Removal of terminal sialic acids in order to confirm their presence in carboxylated nonsulphated glycoconjugates was performed utilizing neuraminidase (sialidase) with or without previous KOH treatment (saponification). Sections were incubated at 37 °C for 18 h in a 0.8 IU/ml solution of neuraminidase (Neu) from Clostridium perfringens (Sigma, Milan, Italy) in 0.1 M sodium acetate buffer, pH 5.5, containing 10 mM CaCl₂. Saponification was performed by immersing sections in a 0.5% solution of KOH in 70% ethanol for 15 min at room temperature prior to enzymatic digestion. The presence of sialic acid in carboxylated nonsulphated glycoconjugates was determined by loss (or strong reduction) of AB reactivity after KOH-Neu-AB/PAS treatment.

Sections obtained from tissue fixed in 10% formol-calcium were used for further histochemical identification of sialylated glycoconjugates. Glycoconjugates containing sialic acid O-acylated at different carbon positions were identified applying the following staining methods:

• KOH/PAS; saponification with 0.5% KOH in 70% ethanol for 30 min at room temperature was performed to deacetylate sialic acid residues and was followed by PAS staining.

• PBT (periodate-borohydride-technique)/KOH/PAS; PAS staining of preexisting vicinal diols was abolished by periodate oxidation followed by sodium borohydride reduction. KOH/PAS staining was subsequently obtained as a red colour by saponification followed by standard PAS staining.

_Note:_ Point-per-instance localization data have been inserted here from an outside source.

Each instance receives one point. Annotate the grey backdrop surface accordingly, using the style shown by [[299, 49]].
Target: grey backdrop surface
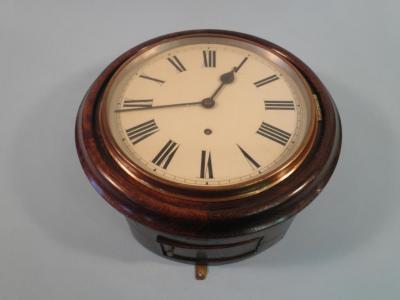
[[60, 240]]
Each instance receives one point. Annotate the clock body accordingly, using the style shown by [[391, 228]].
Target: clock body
[[209, 142]]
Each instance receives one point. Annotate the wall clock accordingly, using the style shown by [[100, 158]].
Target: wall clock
[[209, 142]]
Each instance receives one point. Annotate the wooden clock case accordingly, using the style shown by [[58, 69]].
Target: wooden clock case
[[198, 226]]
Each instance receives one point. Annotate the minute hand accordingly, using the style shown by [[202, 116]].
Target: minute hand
[[228, 78], [160, 106]]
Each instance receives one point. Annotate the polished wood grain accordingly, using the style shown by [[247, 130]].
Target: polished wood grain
[[176, 223]]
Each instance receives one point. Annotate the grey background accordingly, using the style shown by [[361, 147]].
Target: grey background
[[60, 240]]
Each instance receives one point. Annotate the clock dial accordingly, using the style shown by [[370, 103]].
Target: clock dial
[[209, 112]]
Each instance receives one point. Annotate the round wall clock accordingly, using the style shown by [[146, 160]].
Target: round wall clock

• PATS (periodic acid-thionin-Schiff)/KOH/PAS to demonstrate PAS-positive glycoconjugates in blue, whereas other KOH/PAS-positive glycoconjugates appear in purple, with combinations being violet.

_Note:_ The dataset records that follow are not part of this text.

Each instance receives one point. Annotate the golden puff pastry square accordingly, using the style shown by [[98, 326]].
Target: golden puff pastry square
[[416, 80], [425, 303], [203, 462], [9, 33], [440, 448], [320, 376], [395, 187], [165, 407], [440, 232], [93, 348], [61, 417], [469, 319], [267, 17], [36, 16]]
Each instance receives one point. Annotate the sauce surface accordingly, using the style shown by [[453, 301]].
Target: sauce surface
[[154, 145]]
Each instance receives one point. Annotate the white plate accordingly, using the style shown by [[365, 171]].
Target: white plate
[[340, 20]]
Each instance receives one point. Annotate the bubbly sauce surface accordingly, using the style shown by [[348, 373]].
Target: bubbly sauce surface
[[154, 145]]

After hydration, sections were incubated in a 0.3% solution of H₂O₂ in methanol for 30 min at room temperature to inhibit endogenous peroxidase activity. Sections were then washed in 0.1 M phosphate-buffered saline (PBS), pH 7.6, and incubated with biotinylated lectins, at a concentration of 10 ?g/ml in 10 mM HEPES buffer, pH 7.5, for 2 h at room temperature. Sections were then washed again in PBS and subsequently treated with an Avidin–Biotin–peroxidase Complex (ABC; Vector) for 1 h at room temperature. After washing in PBS, sites of lectin binding were visualized by treating sections for 5–6 min at room temperature with a freshly-prepared solution of 0.25 mg/ml 3,3?-diaminobenzidine tetrahydrochloride (DAB; Sigma) and 0.003% H₂O₂ in PBS. Subsequently, sections were rinsed with tap water, cleared and mounted in Eukitt (Bioptica). Negative controls for lectin binding included: (i) incubation in the buffer medium without the respective lectin, (ii) omission of ABC treatment, (iii) incubation in the presence of lectins to which the respective hapten sugars were added at a concentration of 0.2 M. All these controls completely abolished all staining. As positive controls, sections of mammal (bovine, swine) alimentary canals were tested in parallel, and the expected positive results were obtained in mucous cell populations. In addition, as sialic acid is commonly linked to the specific sugar recognized by DBA lectin, a further control was performed to remove sialic acids before staining with DBA lectin. This was performed by incubating adjacent sections for 18 h at 37 °C in a solution of sodium acetate buffer 0.1 M, pH 5.5, containing 0.1 IU/ml sialidase (neuraminidase from Clostridium perfringens; Sigma) and 10 mM CaCl₂ prior to staining with DBA lectin. The removal of sialic acids was confirmed in adjacent sections by the lack of staining with AB.